Who We Are
Dr. Patrick Pynes
My name is Patrick Pynes. I have been an organic beekeeper for 34 years, since the spring of 1991. When I was 5 years old, I saw and fell in love with a bottle of my Uncle Rob Pynes’ cut comb honey. This was red clover honey from rural northeast Texas. Twenty-five years later, I caught my first swarm of honeybees on Albuquerque’s West Mesa, and became a beekeeper.

Since that time, I have kept honeybees in New Mexico, Washington state, and Arizona. About ten years after I began keeping bees, I felt experienced and confident enough to begin teaching beekeeping classes and workshops both inside and outside of academia.

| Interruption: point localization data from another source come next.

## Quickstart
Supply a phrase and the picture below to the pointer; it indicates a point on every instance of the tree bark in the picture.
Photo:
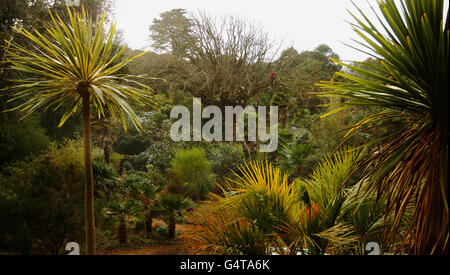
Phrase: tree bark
(149, 224)
(106, 153)
(171, 228)
(122, 233)
(89, 182)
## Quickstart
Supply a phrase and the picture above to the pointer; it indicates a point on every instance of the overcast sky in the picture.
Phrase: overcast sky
(303, 24)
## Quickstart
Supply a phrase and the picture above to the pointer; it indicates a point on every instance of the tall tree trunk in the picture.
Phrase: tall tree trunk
(171, 228)
(149, 224)
(122, 232)
(106, 153)
(89, 182)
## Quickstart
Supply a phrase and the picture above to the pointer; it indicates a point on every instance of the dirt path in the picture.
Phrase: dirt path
(175, 247)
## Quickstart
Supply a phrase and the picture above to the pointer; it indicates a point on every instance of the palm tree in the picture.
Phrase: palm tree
(172, 205)
(411, 164)
(75, 65)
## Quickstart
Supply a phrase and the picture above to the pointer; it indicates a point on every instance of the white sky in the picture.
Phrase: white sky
(303, 24)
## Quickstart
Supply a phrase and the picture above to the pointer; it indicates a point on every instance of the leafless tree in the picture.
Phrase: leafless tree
(228, 60)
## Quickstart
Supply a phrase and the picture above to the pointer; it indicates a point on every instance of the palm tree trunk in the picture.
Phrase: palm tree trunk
(171, 228)
(106, 153)
(149, 224)
(122, 232)
(89, 182)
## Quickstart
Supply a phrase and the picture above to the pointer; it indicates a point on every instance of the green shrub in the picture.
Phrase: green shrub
(41, 202)
(192, 169)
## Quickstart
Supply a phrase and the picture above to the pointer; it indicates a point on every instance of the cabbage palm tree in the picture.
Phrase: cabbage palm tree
(75, 65)
(411, 86)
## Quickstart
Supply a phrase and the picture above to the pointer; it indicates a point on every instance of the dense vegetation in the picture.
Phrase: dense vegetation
(86, 154)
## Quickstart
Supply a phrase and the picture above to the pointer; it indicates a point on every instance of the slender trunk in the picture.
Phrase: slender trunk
(122, 233)
(89, 182)
(172, 227)
(149, 224)
(106, 153)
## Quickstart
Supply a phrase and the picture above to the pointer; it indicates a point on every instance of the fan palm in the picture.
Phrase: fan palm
(75, 65)
(412, 87)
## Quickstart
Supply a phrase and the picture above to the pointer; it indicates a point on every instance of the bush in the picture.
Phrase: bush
(41, 202)
(163, 230)
(192, 169)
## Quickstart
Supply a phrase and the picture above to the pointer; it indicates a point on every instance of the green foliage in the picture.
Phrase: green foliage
(171, 33)
(412, 87)
(224, 157)
(163, 230)
(75, 60)
(21, 139)
(41, 202)
(192, 169)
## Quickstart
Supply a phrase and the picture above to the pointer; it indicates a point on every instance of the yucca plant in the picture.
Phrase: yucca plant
(411, 164)
(315, 224)
(73, 64)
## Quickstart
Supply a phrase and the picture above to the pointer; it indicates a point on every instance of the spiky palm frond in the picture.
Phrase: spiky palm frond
(221, 233)
(412, 86)
(69, 60)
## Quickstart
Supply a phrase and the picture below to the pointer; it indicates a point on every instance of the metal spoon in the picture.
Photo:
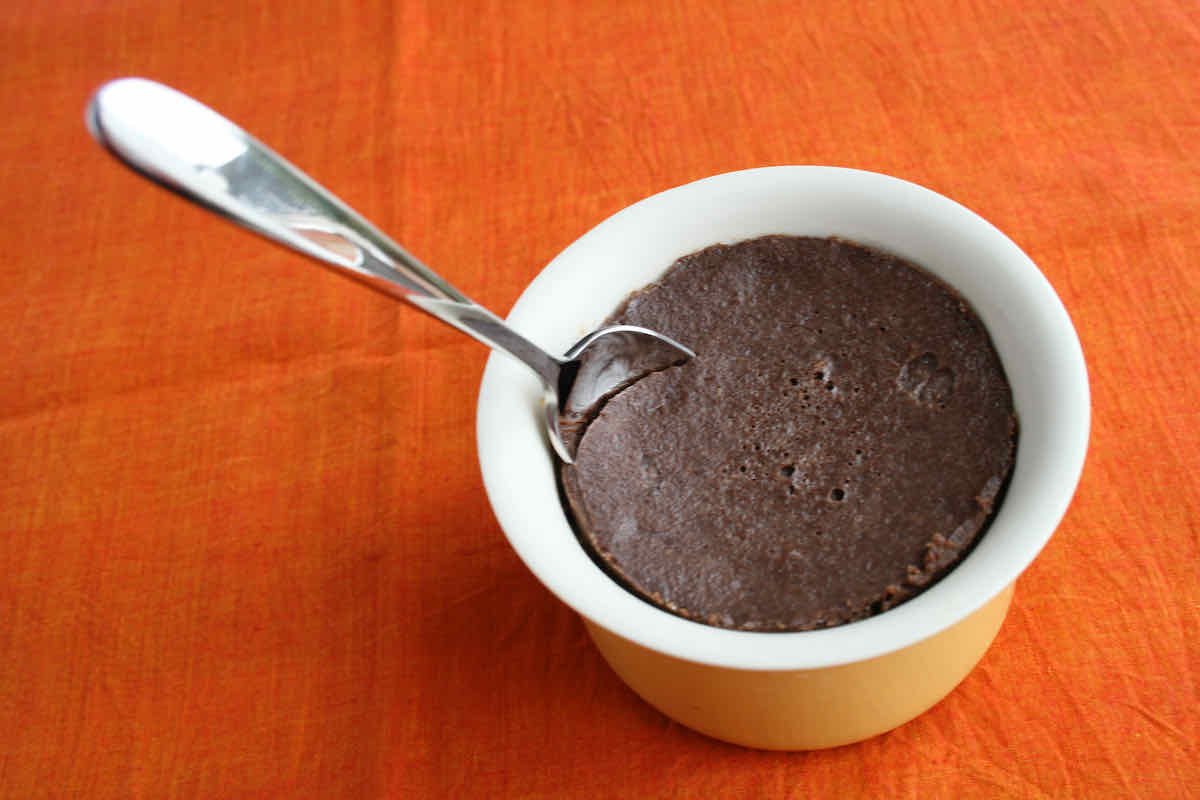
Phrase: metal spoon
(186, 146)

Since 2001, I have taught beekeeping workshops for and with Northern Arizona University, Prescott College, and Coconino Community College. My public teaching includes public presentations and consulting for Honeybeeteacher LLC, which I created as a small business in 2012.
I have a doctorate in American Studies from the University of New Mexico. At present, I am a full time Assistant Teaching Professor for the Department of Applied Indigenous Studies at NAU in Flagstaff. I am also an Adjunct Faculty member for the Sustainable Communities Program at NAU.
I was born in Texas and grew up there and in Latin America, (Panama, Mexico, and Honduras). I am a proud descendant of people who were from Ireland, England, Scotland, Wales, Germany, Scandinavia, and the Southern Appalachian Mountains of the Cherokee Nation.


Sharon Lee Harris
Sharon is a documentary photographer. Through her photographs, she has recorded her journeys in Europe, Siberia, Japan, and throughout the Colorado Plateau in the West. Her work also involves documenting cross-cultural community and tribal events in Northern Arizona. The driving force behind her work is her passion for indigenous culture, archaeology, geology, and the natural world of the Colorado Plateau. She began photographing the fascinating world of honeybees and pollinators in 2012.